Opposition wirft Regierung vor, Gewalt eskalieren zu lassen
Mehrere Oppositionspolitiker warfen der Regierung dagegen vor, die Gewalt eskalieren zu lassen, um die „Gelbwesten“ zu diskreditieren. Landesweit waren beim dritten Aktionstag der Protestbewegung nach Angaben des Innenministeriums geschätzt 75.000 Menschen beteiligt. Allerdings sinkt die Teilnehmerzahl stetig.
Drittes Todesopfer am Samstag
Indes wurde erst am Sonntag bekannt, dass der gewalttätige „Gelbwesten“-Protest am Samstag ein weiteres Todesopfer gefordert hat. Ein Autofahrer fuhr während einer Kundgebung mit voller Geschwindigkeit auf das Ende eines Staus auf, der sich vor einer Barrikade der Demonstranten nahe der südfranzösischen Stadt Arles gebildet hatte, teilte die Staatsanwaltschaft mit. Der heftige Aufprall endete für den Autofahrer tödlich.

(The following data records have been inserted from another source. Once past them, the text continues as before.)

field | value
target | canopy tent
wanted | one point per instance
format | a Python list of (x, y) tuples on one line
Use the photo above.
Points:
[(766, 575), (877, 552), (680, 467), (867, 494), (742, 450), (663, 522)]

Der tödliche Unfall stehe in „direktem Zusammenhang“ mit der Protestaktion, sagte der Staatsanwalt von Tarascon, Patrick Desjardins, zur AFP. Die Straßensperre habe einen zehn Kilometer langen Stau verursacht. Der Fahrer sei mit seinem Wagen auf einen Lkw aufgefahren und dann selbst von einem anfahrenden Auto gerammt worden. Der Aufprall sei „sehr massiv“ gewesen, sagte der Staatsanwalt. Es seien Ermittlungen eingeleitet worden. Dabei gehe es auch um die Organisatoren der Straßensperre.
In den vergangenen Wochen waren bereits zwei weitere Todesopfer in Zusammenhang mit den Protesten zu beklagen gewesen.
133 Verletzte, 412 Menschen wurden festgenommen
Die Proteste der „Gelbwesten“ hatten am Samstag allein in Paris 133 Verletzte, darunter 23 Sicherheitskräfte, gefordert. 412 Menschen sind laut offiziellen Angaben festgenommen worden, von denen sich am Sonntag noch 378 in Polizeigewahrsam befanden. Insgesamt wurden laut Innenminister Castaner 3000 Randalierer identifiziert.
Die Demonstrationen in der Hauptstadt waren am Samstag in massive Gewalt umgeschlagen. Ordnungskräfte setzten Tränengas und Wasserwerfer ein. Rund 4600 Polizisten waren im Einsatz. Am Samstagabend beruhigte sich die Lage wieder.
Zu gewaltsamen Zwischenfällen kam es auch außerhalb der Hauptstadt. Bei Narbonne wurde eine Mautstelle der Autobahn angezündet. Auf der A6 nördlich von Lyon legten rund hundert „Gelbwesten“ den Verkehr lahm. In Straßburg zogen etwa 100 Demonstranten über den Christkindlmarkt. Zu Ausschreitungen kam es auch in Marseille, Bordeaux, Tours und Saint-Etienne.
Die „Gelbwesten“ fordern unter anderem Steuersenkungen sowie eine Anhebung von Mindestlöhnen und Pensionen. Präsident Macron hat zugesagt, die umstrittene Ökosteuer auf Diesel an den Kraftstoffpreis anzupassen. Das geht den Aktivisten, die sich über die sozialen Netzwerke organisieren, aber nicht weit genug.